UK regulator defends rapid approval of vaccine after Fauci criticism

Anthony Fauci, the top US infectious disease specialist, has accused the UK of rushing its world-beating approval of the Pfizer/BioNTech Covid-19 vaccine, suggesting the rapid green light could feed scepticism about its effects.

As the UK’s global first raised hackles among rivals, Dr Fauci told CBS news Britons were “good scientists. But they just took the data from the Pfizer company and instead of scrutinising it really, really carefully, they said, ‘OK, let’s approve it. That’s it.’ And they went with it,” he said. 

Dr Fauci’s broadside follows criticism of the UK’s approval process from the European Union on Wednesday. He insisted the US Food and Drug Administration was the “gold standard of regulation” and that if the FDA had tried to shave a week or a week and a half off the timeline, it would have damaged the credibility of the regulatory process.
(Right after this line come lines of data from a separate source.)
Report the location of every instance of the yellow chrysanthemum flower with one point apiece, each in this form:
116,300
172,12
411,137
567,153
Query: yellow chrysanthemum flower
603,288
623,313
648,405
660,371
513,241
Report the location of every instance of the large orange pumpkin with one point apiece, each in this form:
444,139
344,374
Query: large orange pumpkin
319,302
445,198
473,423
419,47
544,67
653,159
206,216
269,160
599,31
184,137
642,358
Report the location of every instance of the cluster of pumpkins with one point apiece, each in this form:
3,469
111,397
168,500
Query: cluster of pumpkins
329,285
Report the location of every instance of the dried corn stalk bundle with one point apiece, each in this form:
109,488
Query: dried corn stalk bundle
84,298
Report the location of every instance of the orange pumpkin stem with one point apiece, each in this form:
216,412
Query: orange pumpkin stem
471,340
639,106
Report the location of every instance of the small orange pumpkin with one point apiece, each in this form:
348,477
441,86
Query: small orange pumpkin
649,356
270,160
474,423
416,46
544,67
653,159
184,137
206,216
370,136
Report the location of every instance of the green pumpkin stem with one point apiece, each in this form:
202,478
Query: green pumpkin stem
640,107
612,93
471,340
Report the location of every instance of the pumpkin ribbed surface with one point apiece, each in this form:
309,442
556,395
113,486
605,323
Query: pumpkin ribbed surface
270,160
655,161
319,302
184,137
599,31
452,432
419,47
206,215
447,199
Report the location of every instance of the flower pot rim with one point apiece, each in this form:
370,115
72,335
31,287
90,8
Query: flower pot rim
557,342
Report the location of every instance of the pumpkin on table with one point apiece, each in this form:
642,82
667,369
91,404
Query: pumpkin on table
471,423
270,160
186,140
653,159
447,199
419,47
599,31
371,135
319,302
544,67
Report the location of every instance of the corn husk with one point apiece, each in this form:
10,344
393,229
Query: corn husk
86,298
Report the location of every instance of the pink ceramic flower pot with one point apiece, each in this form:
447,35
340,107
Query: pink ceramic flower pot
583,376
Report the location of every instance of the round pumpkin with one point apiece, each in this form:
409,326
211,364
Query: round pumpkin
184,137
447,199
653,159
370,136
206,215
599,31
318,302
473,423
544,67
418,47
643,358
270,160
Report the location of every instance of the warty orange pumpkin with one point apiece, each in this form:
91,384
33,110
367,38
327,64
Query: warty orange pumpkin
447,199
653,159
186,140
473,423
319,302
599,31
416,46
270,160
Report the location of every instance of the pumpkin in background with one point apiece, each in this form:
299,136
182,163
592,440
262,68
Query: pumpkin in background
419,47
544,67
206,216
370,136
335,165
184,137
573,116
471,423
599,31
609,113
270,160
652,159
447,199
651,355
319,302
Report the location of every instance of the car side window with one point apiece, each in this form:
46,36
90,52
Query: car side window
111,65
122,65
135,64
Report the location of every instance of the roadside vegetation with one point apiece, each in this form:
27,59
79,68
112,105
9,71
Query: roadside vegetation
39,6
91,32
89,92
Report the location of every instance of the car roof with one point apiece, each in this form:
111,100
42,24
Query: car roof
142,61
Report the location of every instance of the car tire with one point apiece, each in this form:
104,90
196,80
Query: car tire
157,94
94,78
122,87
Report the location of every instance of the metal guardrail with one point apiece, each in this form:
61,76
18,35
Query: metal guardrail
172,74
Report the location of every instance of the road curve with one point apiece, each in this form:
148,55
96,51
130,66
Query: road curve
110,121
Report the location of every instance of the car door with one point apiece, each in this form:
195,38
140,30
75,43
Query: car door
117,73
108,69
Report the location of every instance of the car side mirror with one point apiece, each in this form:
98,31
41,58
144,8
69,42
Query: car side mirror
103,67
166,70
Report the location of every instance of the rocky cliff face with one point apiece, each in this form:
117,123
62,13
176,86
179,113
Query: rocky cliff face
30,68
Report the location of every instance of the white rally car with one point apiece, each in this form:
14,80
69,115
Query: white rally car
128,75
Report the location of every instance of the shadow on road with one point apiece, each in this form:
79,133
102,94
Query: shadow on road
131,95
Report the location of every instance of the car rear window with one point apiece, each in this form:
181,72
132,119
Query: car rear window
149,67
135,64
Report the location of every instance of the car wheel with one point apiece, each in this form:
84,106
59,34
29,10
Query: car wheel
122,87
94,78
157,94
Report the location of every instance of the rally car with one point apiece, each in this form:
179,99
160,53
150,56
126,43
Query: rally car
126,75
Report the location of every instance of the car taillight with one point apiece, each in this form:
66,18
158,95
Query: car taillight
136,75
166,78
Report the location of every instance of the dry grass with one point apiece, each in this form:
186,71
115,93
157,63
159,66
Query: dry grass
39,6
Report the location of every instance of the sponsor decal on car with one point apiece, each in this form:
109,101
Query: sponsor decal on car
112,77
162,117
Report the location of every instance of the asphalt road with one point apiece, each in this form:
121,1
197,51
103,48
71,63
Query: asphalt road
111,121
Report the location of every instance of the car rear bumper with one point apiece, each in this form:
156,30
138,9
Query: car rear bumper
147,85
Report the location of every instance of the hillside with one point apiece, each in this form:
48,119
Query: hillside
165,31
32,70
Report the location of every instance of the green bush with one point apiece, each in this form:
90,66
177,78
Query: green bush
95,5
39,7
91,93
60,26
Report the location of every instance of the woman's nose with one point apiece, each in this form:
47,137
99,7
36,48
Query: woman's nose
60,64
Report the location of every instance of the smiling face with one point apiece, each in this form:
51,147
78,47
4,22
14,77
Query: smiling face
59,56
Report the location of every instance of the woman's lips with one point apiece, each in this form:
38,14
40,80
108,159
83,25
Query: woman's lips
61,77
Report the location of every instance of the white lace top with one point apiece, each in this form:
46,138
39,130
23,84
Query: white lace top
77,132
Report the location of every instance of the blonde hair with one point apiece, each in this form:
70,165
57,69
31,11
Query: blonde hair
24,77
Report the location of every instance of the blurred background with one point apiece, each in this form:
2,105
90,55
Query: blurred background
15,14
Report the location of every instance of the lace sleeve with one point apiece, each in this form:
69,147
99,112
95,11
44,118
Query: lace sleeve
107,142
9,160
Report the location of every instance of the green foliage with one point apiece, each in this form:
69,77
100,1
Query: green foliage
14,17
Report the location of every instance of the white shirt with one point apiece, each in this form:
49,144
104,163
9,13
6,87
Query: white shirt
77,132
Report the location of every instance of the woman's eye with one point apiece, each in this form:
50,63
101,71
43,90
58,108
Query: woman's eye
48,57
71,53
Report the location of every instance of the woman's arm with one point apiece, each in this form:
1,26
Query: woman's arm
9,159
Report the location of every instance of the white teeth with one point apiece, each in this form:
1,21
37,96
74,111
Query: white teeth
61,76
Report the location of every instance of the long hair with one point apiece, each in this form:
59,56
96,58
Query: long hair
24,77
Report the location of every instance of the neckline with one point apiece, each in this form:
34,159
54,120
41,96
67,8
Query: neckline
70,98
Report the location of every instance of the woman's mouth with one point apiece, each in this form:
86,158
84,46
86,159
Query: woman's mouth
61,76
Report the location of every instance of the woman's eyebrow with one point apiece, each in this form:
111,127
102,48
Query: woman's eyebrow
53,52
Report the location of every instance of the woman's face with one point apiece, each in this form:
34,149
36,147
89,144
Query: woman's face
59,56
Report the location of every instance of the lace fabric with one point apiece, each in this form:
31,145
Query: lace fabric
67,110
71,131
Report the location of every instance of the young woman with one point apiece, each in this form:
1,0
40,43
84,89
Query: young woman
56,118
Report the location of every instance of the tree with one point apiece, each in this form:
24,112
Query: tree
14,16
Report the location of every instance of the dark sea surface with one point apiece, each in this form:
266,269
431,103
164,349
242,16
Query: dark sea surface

The UK’s Medicines and Healthcare products Regulatory Agency responded that it had “rigorously assessed the data in the shortest time possible, without compromising the thoroughness of our review”. Despite the criticism from other countries, the fast approval of the vaccine has fuelled hopes in government and industry that the country can gain a post-Brexit advantage by greenlighting drugs faster than international counterparts.

Ministers, scientists and pharma industry leaders believe the MHRA’s success can help to attract life sciences investment once the UK leaves the EU.

Sir Kent Woods, the MHRA’s founding chief executive, jumped to the support of the agency he led until 2013, saying he was “uneasy about insinuations that this process has been fudged and rushed through”. 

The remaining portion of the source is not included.